Una volta, durante la presentazione del libro, una persona mi chiese come ho fatto a non morire di fame quando arrivai in Inghilterra nel 1969 - racconta Diego Zancani -. Beh, non esageriamo, ma certamente l’olio d’oliva si trovava soltanto in farmacia, in piccole confezioni. Era estremamente raffinato e per uso esclusivamente medicinale. Certamente quando Anna Del Conte, una delle prime e massime autorità per quanto riguarda il cibo italiano nel Regno Unito, arrivò nel 1949 si accorse ben presto di essere giunta in un “deserto gastronomico” e decise di porvi rimedio. Da allora è stato un susseguirsi di libri sulla cucina, da quello di Elizabeth David Italian food del 1954, a quello, dal titolo francese, Plats du jour ma con dettagliate istruzioni per fare i ravioli di Patience Gray e Primrose Boyd.  L’apertura della prima vera trattoria italiana in senso moderno, la Trattoria Terrazza a Soho,  nota in Inghilterra come The Trat, si deve a due geniali napoletani, entrambi camerieri al Savoy,  Mario Cassandro e Franco Lagattolla che l’inaugurarono nel giugno del 1959. In America nel 1973, Marcella Hazan pubblicò con grande successo The Classic Italian Cook Book mentre nel 1987 Rose Gray e Ruth Rogers aprirono a Londra il ristorante The River Café importando la cucina toscana e l’ingrediente tipico della ribollita, il cavolo nero. Oltre ai libri ci furono numerosi programmi televisivi interamente dedicati al cibo italiano, tra cui spiccano quelli di Jamie Oliver e Giorgio Locatelli. Il numero dei ristoranti italiani di ottimo livello continua ad aumentare a Londra e anche in altre parti del Regno Unito.

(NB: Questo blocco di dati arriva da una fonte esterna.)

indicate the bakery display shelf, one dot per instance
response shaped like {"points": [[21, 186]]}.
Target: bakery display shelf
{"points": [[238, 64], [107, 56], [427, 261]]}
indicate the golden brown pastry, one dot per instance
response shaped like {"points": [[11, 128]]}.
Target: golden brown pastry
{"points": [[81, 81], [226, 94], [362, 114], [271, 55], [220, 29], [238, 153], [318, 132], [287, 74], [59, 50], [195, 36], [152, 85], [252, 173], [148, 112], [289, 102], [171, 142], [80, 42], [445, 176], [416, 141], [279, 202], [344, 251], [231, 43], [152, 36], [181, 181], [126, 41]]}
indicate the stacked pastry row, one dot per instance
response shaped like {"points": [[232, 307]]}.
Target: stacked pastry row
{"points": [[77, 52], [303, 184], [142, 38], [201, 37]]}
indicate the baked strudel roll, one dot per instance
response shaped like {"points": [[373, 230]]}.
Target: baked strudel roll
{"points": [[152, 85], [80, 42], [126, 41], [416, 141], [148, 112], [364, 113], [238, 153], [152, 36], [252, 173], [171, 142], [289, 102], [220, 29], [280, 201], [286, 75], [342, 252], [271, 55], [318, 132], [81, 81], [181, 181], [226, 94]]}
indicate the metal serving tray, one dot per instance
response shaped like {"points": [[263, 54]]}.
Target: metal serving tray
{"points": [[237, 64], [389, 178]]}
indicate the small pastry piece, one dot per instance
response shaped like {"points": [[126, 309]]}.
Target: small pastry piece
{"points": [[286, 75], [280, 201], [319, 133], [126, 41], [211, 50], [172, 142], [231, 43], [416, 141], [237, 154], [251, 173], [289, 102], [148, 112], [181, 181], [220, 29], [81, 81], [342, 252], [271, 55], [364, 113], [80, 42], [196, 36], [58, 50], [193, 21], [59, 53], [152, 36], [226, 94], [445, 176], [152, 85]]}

Si discute spesso dell’autenticità di certi piatti, di certe ricette, e Anna Del Conte ha coniato il termine Britalian per indicare l’adattamento di certe pietanze al gusto britannico, come ricorda lo stesso professore di Oxford. Il concetto stesso di autentico non è sempre facile da definire in modo rigoroso. Ovviamente sono spesso in gioco fenomeni di marketing, e non si possono sempre imporre i gusti prevalenti in una regione italiana. L’uso indiscriminato dell’aglio, per esempio, dei pomodori, o del peperoncino, può avere effetti controproducenti. La concorrenza delle cucine più o meno autentiche delle varie regioni asiatiche è molto forte, ma per il momento il desiderio di ritrovare i sapori dell’Italia sembra trionfare anche fra le tavole più illustri. Noto è infatti l’amore del Principe Carlo per il re dei salumi: il culatello di Zibello.